最终架构:基于 Azure Functions 与 Cosmos DB 的实现

我们的目标架构如下:

graph TD
    subgraph "客户端"
        A[Client App]
    end

    subgraph "写入路径 (Write Path)"
        A -- 1. 发起订单 (HTTP POST) --> B(OrderOrchestrator
Azure Function - HTTP Trigger) B -- 2. 保存初始状态 --> C{OrderSagaState
Cosmos DB - Write Model} B -- 3. 发送扣减库存命令 --> D[CommandBus
Azure Service Bus Queue] D -- 4. 触发 --> E(DeductStockFunc
Azure Function - ServiceBus Trigger) E -- 5. 执行业务逻辑 --> F[Inventory Service] E -- 6. 发送成功/失败事件 --> G[EventBus
Azure Service Bus Topic] G -- 7. 触发 --> B B -- 8. 更新Saga状态, 发送下一步命令 --> C & D end subgraph "读取路径 (Read Path)" C -- 9. 变更流 (Change Feed) --> H(OrderProjector
Azure Function - CosmosDB Trigger) H -- 10. 更新物化视图 --> I{OrderReadModel
Cosmos DB - Read Model} J(GetOrderFunc
Azure Function - HTTP Trigger) -- 11. 查询 --> I A -- 12. 查询订单状态 (HTTP GET) --> J end

这个架构的核心组件包括:

  • OrderOrchestrator: 一个 HTTP 触发的 Azure Function,作为 Saga 编排器。

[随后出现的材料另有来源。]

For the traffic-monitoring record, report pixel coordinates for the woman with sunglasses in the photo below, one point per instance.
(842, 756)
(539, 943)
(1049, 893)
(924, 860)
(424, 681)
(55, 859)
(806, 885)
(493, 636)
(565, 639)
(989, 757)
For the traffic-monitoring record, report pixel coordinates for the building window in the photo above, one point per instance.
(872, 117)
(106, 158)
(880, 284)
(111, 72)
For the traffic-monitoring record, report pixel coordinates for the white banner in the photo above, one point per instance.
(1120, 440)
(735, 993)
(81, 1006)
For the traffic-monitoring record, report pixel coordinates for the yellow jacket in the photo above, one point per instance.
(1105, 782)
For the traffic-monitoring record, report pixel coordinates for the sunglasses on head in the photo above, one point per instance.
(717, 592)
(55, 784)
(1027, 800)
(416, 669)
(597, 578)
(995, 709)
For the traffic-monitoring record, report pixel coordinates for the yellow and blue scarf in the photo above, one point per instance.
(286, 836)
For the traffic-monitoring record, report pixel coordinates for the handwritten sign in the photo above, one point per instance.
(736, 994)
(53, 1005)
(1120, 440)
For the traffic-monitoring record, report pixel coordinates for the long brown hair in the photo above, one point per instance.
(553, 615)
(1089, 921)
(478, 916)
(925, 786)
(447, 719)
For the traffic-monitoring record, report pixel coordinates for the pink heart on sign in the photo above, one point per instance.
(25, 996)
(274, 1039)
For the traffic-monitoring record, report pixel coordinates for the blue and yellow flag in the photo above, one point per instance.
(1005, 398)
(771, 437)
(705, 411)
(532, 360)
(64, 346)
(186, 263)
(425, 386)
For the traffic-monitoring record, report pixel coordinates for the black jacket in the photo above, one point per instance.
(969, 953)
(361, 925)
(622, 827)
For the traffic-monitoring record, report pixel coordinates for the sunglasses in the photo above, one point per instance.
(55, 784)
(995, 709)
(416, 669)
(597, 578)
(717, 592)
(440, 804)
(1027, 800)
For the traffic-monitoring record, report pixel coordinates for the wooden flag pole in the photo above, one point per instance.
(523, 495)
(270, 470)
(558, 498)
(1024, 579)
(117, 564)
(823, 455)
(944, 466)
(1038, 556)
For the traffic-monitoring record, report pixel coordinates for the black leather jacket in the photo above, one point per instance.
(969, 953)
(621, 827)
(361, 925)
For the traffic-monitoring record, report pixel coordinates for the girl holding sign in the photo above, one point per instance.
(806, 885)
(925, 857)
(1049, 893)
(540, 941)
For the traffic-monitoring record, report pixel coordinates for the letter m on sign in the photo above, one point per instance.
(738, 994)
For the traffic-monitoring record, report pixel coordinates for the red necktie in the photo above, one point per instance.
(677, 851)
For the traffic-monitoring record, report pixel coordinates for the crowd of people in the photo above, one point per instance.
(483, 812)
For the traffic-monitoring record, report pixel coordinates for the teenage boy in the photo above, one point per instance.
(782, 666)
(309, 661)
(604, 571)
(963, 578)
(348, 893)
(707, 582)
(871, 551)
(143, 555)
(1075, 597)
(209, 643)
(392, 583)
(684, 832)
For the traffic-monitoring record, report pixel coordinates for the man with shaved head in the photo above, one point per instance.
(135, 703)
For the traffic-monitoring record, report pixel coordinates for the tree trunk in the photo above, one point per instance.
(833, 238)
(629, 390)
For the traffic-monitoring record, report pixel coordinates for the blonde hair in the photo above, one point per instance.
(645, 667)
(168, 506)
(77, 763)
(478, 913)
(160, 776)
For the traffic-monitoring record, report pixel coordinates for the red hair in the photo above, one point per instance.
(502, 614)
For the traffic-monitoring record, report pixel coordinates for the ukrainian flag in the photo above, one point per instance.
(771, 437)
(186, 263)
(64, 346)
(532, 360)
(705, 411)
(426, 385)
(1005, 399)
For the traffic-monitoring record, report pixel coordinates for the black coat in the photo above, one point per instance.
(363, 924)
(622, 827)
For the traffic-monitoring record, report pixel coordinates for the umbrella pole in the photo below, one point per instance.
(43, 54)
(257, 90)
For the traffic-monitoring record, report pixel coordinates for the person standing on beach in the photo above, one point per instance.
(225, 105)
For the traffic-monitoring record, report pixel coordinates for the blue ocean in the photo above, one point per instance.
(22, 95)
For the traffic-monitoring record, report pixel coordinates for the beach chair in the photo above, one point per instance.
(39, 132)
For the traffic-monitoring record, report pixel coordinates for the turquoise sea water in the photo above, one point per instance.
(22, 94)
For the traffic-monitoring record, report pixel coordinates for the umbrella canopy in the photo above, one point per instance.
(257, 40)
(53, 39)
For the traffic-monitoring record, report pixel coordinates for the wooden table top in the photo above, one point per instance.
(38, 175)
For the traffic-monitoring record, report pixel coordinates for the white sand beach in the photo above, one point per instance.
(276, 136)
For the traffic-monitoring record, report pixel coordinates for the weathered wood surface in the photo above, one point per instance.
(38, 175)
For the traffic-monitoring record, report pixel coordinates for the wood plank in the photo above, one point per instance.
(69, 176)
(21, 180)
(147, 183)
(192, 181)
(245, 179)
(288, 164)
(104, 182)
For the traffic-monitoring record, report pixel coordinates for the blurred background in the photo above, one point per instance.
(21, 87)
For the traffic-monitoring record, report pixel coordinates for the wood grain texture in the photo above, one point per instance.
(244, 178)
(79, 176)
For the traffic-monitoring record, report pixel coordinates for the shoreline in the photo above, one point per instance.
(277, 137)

它接收初始请求,管理整个订单流程的状态,并向命令总线发送指令。
  • OrderSagaState (Write Model): Cosmos DB 中的一个容器,用于持久化 Saga 的状态。只服务于写入和状态管理,结构为流程状态而设计。
  • CommandBus / EventBus: 使用 Azure Service Bus 实现。命令总线(Queue)用于点对点发送指令,事件总线(Topic)用于发布/订阅模式的状态变更通知。
  • Participant Functions (e.g., DeductStockFunc): 多个由 Service Bus 触发的函数,每个函数负责执行一个具体的业务步骤。
  • OrderProjector: 一个由 OrderSagaState 容器的 Cosmos DB Change Feed 触发的函数。这是实现读写分离的关键。它监听写入模型的任何变化,并将其转换为一个或多个为查询优化的读取模型。
  • OrderReadModel (Read Model): Cosmos DB 中的另一个容器,存储为查询而优化的、非规范化的数据(物化视图)。
  • GetOrderFunc: 一个简单的 HTTP 触发函数,直接从 OrderReadModel 中快速读取数据,提供给客户端。

代码实现:构建可落地的骨架

我们将使用 TypeScript 进行开发,并利用 Rome 作为代码格式化和检查工具,以保证在包含多个函数应用的 monorepo 项目中的代码一致性。

1. 项目结构与工具链配置

一个典型的 monorepo 结构可能如下:

/
├── rome.json
├── packages/
│   ├── functions/
│   │   ├── order-orchestrator/
│   │   │   ├── function.json
│   │   │   └── index.ts
│   │   ├── deduct-stock/
│   │   │   └── ...
│   │   ├── order-projector/
│   │   │   └── ...
│   │   └── get-order/
│   │       └── ...
│   ├── shared/
│   │   ├── types.ts
│   │   └── cosmos-db-client.ts
├── package.json
└── host.json

rome.json 配置非常简单,用于统一整个项目代码风格:

{
  "$schema": "https://docs.rome.tools/schemas/12.1.3/schema.json",
  "organizeImports": {
    "enabled": true
  },
  "linter": {
    "enabled": true,
    "rules": {
      "recommended": true
    }
  },
  "formatter": {
    "enabled": true,
    "indentStyle": "space",
    "indentSize": 2
  }
}

在根 package.jsonscripts 中添加 "rome": "rome format --write . && rome check ." 即可一键格式化和检查。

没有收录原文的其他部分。